For Maria, a junior in Wharton, her open relationship sprung from a stream of hookups. They cared about each other, but her boyfriend wasn’t fully ready to commit. She details her relationship matter of factly, wryly noting that, “it definitely manifested as a result of lack of commitment from the guy I was seeing.” Maria explains that Penn’s casual hookup culture led her to, “[justify] his ambiguity with my ‘need for sexual liberation.’ In retrospect, I probably didn’t want to hook up with others, but I did it almost to compensate for the fact that he did not want to commit.”

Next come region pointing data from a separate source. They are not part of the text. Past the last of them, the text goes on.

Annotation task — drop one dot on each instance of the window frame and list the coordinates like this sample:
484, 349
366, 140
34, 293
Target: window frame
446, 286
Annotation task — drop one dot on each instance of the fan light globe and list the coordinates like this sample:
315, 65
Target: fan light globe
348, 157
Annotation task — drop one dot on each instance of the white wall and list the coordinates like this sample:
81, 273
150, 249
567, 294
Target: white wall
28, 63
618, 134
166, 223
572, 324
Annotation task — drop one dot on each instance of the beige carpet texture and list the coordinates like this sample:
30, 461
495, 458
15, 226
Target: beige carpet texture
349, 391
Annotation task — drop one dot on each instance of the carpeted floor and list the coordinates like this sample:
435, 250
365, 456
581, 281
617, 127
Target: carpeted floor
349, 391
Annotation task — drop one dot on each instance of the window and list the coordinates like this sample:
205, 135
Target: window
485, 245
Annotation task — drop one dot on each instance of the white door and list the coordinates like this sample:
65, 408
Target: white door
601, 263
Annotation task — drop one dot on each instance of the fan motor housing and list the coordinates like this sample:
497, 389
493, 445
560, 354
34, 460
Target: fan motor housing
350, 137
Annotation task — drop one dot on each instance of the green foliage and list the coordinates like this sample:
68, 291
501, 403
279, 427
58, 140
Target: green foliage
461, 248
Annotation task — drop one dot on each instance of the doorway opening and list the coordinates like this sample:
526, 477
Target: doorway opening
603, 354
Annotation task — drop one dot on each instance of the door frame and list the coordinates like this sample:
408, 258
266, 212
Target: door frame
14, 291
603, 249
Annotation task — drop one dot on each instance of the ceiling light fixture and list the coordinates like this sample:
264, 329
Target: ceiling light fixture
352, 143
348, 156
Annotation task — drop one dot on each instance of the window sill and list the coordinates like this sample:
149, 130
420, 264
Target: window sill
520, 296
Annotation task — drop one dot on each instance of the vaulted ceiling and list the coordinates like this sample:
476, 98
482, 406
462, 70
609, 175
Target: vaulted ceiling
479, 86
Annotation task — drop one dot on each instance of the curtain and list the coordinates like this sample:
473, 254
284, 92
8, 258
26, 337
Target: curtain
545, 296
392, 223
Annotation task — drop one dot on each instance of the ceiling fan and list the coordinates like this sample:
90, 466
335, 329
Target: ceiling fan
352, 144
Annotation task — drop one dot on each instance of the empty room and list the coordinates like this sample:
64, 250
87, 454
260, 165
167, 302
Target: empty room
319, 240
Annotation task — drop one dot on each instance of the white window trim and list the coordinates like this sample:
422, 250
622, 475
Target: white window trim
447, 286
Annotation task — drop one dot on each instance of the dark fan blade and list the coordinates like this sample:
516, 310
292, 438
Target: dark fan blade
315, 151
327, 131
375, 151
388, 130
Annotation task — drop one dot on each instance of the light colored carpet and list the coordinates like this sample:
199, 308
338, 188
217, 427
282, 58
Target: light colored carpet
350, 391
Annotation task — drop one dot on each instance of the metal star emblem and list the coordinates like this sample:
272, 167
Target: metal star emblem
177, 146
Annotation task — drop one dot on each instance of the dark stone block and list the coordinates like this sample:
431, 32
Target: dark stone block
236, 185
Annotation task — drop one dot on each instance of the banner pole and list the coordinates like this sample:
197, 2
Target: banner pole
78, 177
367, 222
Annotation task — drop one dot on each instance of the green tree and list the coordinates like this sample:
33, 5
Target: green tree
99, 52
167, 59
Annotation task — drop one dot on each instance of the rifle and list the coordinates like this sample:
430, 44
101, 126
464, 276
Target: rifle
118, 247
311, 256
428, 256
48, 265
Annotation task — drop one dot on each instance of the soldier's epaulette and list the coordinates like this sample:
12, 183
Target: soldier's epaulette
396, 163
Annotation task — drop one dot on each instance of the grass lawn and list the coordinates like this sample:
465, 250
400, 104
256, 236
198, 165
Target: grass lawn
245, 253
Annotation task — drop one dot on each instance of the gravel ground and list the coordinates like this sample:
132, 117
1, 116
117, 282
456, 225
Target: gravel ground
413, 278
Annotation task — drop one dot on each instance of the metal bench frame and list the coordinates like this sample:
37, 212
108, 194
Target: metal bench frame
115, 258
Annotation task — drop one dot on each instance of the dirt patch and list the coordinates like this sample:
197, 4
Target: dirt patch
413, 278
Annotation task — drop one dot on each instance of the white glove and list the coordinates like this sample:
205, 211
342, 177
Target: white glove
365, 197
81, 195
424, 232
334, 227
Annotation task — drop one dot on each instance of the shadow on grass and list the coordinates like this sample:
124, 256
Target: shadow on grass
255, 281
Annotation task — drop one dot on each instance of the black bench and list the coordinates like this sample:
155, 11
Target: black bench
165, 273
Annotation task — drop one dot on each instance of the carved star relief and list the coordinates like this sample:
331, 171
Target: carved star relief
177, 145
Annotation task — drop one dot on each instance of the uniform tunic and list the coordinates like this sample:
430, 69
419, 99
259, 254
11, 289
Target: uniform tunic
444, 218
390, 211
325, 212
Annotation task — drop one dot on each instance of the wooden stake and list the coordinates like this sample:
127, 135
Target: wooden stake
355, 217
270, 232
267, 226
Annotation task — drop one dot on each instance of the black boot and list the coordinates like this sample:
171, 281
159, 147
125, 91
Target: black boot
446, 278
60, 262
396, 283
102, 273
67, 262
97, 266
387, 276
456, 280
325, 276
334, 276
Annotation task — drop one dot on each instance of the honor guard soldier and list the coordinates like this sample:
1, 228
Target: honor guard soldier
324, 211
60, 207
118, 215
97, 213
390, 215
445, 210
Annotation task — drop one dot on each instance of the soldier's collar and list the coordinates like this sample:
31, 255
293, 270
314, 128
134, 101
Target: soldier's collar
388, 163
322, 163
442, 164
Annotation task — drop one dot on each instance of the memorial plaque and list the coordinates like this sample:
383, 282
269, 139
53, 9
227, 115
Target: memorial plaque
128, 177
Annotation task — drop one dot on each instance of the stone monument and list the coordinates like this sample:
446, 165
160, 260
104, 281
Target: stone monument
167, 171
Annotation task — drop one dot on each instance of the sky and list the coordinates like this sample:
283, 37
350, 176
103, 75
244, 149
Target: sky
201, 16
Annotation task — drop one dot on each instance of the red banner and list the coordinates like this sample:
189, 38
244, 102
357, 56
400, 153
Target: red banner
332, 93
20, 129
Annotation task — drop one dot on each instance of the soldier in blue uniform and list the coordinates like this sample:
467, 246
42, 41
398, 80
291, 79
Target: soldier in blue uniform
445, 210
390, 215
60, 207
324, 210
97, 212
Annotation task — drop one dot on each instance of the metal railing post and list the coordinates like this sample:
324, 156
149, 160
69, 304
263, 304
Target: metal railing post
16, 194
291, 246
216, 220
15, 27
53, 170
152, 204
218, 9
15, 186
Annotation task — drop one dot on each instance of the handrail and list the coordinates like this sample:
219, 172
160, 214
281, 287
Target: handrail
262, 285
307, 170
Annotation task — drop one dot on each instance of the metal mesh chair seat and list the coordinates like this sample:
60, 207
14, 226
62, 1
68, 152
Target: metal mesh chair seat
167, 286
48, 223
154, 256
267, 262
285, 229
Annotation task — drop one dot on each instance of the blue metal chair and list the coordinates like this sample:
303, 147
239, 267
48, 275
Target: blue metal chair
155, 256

And while Stacy transitioned into an open relationship at her boyfriend’s behest, others jump in willingly. Most of the students interviewed entered an open relationship to stay with their high school partners without missing out on Penn’s hookup scene.
James, a sophomore studying Mathematical Economics, hadn’t considered the possibility of being in an open relationship until he arrived to Penn. He dated his girlfriend exclusively throughout his senior year of high school, but when he graduated and she had another year of high school left, the couple had “a long conversation about what we wanted.”
“People really like having no–strings–attached relationships, and that’s a really common thing at Penn, any college campus, really;” it’s a staple of the “full college experience—which I wanted to have.”
“She was so far away and I was so far away,” he says. “We decided that we would try to be open in the efforts to make our long distance relationship work. In the end, it did.” His girlfriend is now a freshman at Penn. They’re now exclusive.
Similarly, Ricky, a sophomore studying PPE, had dated his girlfriend exclusively before they decided to open their relationship when he arrived to Penn as a freshman. He had wanted to maintain their relationship, but he also desired “the college experience.” But while James told the other girls he hooked up with that he was in a relationship, Ricky kept that secret.
“It would have been weird,” he says. Besides, “I didn’t hook up with them more than a few times...it was just casual.”
Open relationships, unlike the constant search for casual sex, allow people to be emotionally and physically fulfilled. However, that doesn’t mean they come without strains.
“Hooking up with other people can create a huge rift,” Ricky says. “Being with other people can create emotional distance if you do not put as much effort and communication as you should in the relationship.”
Jason’s trust vanished when he found a post about booty calls on his girlfriend’s Tumblr and realized that she was hooking up with other guys. Though he had known they were open, they had just spent an entire summer together back home, and she was now an hour away. It seemed, in his eyes, that the reason to be in an open relationship did not exist anymore.
Open relationships are often seen as superficial, based on the need for many sexual partners, rather than a strong emotional basis. But relationships aren’t limited to just monogamy, they can exist in many different forms—sometimes, they can exist with many different partners. Some of these relationships worked, and others didn’t. In the end, they were, however, just that: relationships.
*All names have been changed to protect anonymity.